Die Forscher haben sich für diese Untersuchung die Grundlagen des Stoffwechsels
von Organismen auf der Erde angesehen: Dabei stellten sie fest, dass die
Gewinnung von Energie aus Sauerstoff am effektivsten ist. Nur für das Element
Fluor waren die Werte besser, Chlor war etwa gleichwertig. Allerdings kommen
Fluor und Chlor im Weltall deutlich seltener vor als Sauerstoff und können sich,
weil sie sehr schnell mit anderen Stoffen reagieren, in einer Atmosphäre nicht
ansammeln. Sauerstoff-basiertes Leben kann, so die Berechnungen der Forscher,
aus einer bestimmten Menge Nahrung rund zehnmal mehr Energie gewinnen, als
Leben, das ohne Sauerstoff auskommt.
Als weiteren Beleg für seine These weist Catling zudem darauf hin, dass sich
größere Lebensformen auf der Erde offenbar parallel zum steigenden
Sauerstoff-Gehalt der Atmosphäre entwickelt haben. Entscheidend dafür, ob sich
auf einem fernen im Prinzip lebensfreundlichen Planeten also tatsächlich Leben
entwickeln kann, ist somit die Frage, wie schnell sich in der Atmosphäre eine
bestimmte Menge an Sauerstoff anreichert.

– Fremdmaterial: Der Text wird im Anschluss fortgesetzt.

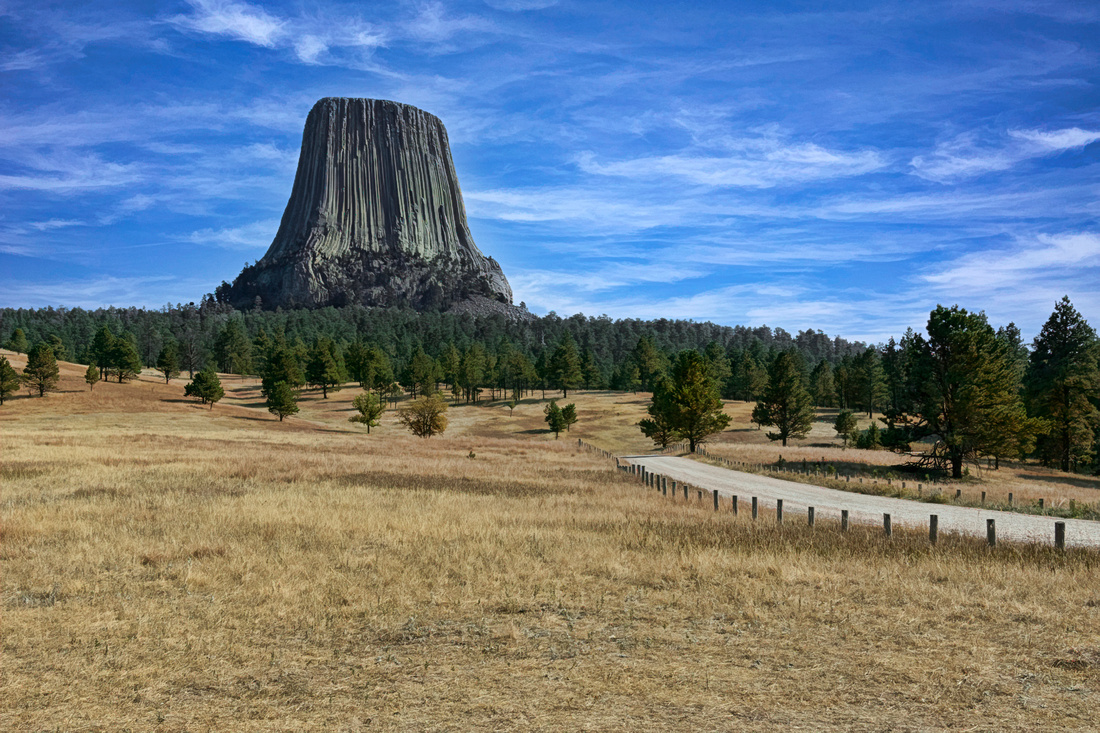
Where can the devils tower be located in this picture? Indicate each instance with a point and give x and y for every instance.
(375, 218)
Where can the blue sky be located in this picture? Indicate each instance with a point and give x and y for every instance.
(843, 166)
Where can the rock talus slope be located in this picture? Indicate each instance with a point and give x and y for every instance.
(375, 218)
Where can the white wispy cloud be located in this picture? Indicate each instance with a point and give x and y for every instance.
(1047, 256)
(253, 236)
(751, 163)
(309, 37)
(62, 173)
(105, 291)
(966, 155)
(435, 24)
(517, 6)
(1022, 282)
(235, 20)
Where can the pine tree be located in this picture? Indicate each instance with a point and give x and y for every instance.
(206, 386)
(686, 402)
(554, 418)
(281, 365)
(846, 425)
(425, 417)
(748, 379)
(421, 373)
(593, 376)
(123, 359)
(42, 372)
(61, 353)
(102, 346)
(282, 401)
(9, 379)
(91, 375)
(717, 364)
(18, 341)
(323, 369)
(822, 386)
(167, 361)
(968, 389)
(232, 349)
(870, 380)
(565, 365)
(370, 409)
(1064, 386)
(650, 361)
(869, 439)
(472, 371)
(658, 427)
(785, 404)
(569, 415)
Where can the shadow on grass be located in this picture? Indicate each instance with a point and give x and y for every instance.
(1081, 482)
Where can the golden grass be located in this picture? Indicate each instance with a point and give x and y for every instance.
(173, 568)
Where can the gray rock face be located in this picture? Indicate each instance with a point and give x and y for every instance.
(375, 218)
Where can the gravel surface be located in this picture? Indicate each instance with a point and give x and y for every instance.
(864, 509)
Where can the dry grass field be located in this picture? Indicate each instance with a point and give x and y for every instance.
(167, 567)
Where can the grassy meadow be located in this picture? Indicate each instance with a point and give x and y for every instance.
(167, 567)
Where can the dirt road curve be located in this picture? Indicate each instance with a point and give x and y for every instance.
(862, 507)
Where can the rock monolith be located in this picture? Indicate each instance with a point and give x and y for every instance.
(375, 218)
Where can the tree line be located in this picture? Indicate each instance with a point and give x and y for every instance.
(966, 389)
(971, 390)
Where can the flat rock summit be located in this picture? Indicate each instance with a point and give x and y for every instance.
(375, 218)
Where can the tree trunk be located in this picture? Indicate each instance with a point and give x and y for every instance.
(956, 465)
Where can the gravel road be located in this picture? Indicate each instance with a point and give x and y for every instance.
(864, 509)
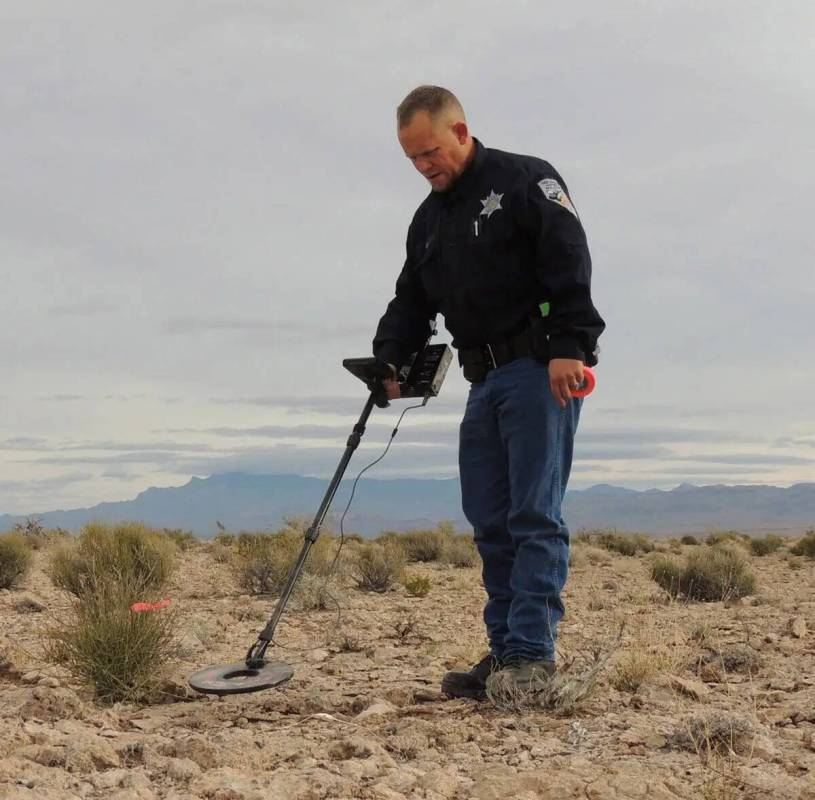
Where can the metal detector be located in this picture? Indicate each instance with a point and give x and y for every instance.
(421, 377)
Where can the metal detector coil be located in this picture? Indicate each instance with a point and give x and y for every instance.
(421, 377)
(238, 678)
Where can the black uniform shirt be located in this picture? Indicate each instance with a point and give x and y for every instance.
(485, 254)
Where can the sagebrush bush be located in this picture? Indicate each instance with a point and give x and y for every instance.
(626, 544)
(725, 537)
(262, 561)
(719, 573)
(182, 539)
(424, 546)
(33, 531)
(668, 574)
(378, 566)
(121, 653)
(460, 551)
(15, 559)
(417, 585)
(138, 557)
(805, 546)
(766, 545)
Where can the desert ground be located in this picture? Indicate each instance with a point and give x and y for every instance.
(363, 717)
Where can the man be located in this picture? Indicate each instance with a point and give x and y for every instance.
(497, 248)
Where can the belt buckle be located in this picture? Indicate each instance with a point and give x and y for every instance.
(491, 355)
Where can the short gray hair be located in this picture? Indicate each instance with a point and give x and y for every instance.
(432, 99)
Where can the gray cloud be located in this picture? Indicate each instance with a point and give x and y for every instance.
(209, 244)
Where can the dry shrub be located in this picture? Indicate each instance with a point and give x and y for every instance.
(315, 593)
(35, 534)
(15, 559)
(424, 546)
(805, 546)
(378, 566)
(119, 652)
(727, 537)
(562, 694)
(139, 558)
(460, 551)
(646, 658)
(262, 561)
(417, 585)
(668, 574)
(766, 545)
(626, 544)
(716, 732)
(720, 573)
(182, 539)
(732, 658)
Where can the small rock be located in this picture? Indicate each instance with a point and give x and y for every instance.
(317, 656)
(28, 605)
(182, 769)
(378, 708)
(695, 689)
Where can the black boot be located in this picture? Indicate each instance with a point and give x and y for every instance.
(472, 684)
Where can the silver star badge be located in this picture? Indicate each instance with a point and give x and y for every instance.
(491, 203)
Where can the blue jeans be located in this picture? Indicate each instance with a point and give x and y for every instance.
(515, 454)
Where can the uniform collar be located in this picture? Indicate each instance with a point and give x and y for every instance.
(468, 177)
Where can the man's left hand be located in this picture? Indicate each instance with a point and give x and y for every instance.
(565, 376)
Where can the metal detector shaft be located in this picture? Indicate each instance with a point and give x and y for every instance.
(254, 658)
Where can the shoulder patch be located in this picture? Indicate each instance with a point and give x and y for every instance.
(553, 191)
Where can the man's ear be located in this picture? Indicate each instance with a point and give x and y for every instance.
(461, 131)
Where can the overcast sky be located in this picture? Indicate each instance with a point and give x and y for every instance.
(203, 209)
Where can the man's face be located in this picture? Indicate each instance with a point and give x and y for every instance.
(438, 149)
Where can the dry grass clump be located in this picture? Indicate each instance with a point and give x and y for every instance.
(182, 539)
(732, 658)
(424, 545)
(262, 561)
(417, 585)
(561, 694)
(716, 732)
(646, 658)
(626, 544)
(378, 566)
(727, 537)
(460, 551)
(765, 545)
(119, 648)
(720, 573)
(805, 546)
(36, 535)
(119, 652)
(15, 559)
(315, 593)
(139, 557)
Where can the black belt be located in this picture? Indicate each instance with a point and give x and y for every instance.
(478, 361)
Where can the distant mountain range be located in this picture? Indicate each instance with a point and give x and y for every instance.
(260, 502)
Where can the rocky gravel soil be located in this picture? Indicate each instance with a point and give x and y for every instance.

Ist es deswegen aber unwahrscheinlich,
Planeten mit komplexerem Leben zu finden? Nicht unbedingt: Vielleicht, so
spekulieren die Forscher, gibt es Planeten, auf denen es Bedingungen gibt, unter
denen die Anreicherung von Sauerstoff in der Atmosphäre noch schneller
stattfinden kann als auf der Erde. Auch ein etwas massereicherer Zentralstern
mit einer kürzeren Lebensdauer als die Sonne, wäre dann kein Problem.
Und noch etwas spricht für die besondere Rolle von Sauerstoff: Es ist eine
Komponente von flüssigem Wasser, was für Entwicklung von Leben wie wir es
kennen, absolut notwendig ist. Extrasolare Planeten mit großen Ozeanen, in denen
es einfache Lebensformen gibt, sollten also deutlich eher das Potential haben,
eine sauerstoffreiche Atmosphäre zu entwickeln, in der sich dann irgendwann
einmal komplexere Lebensformen wie Tiere bilden können.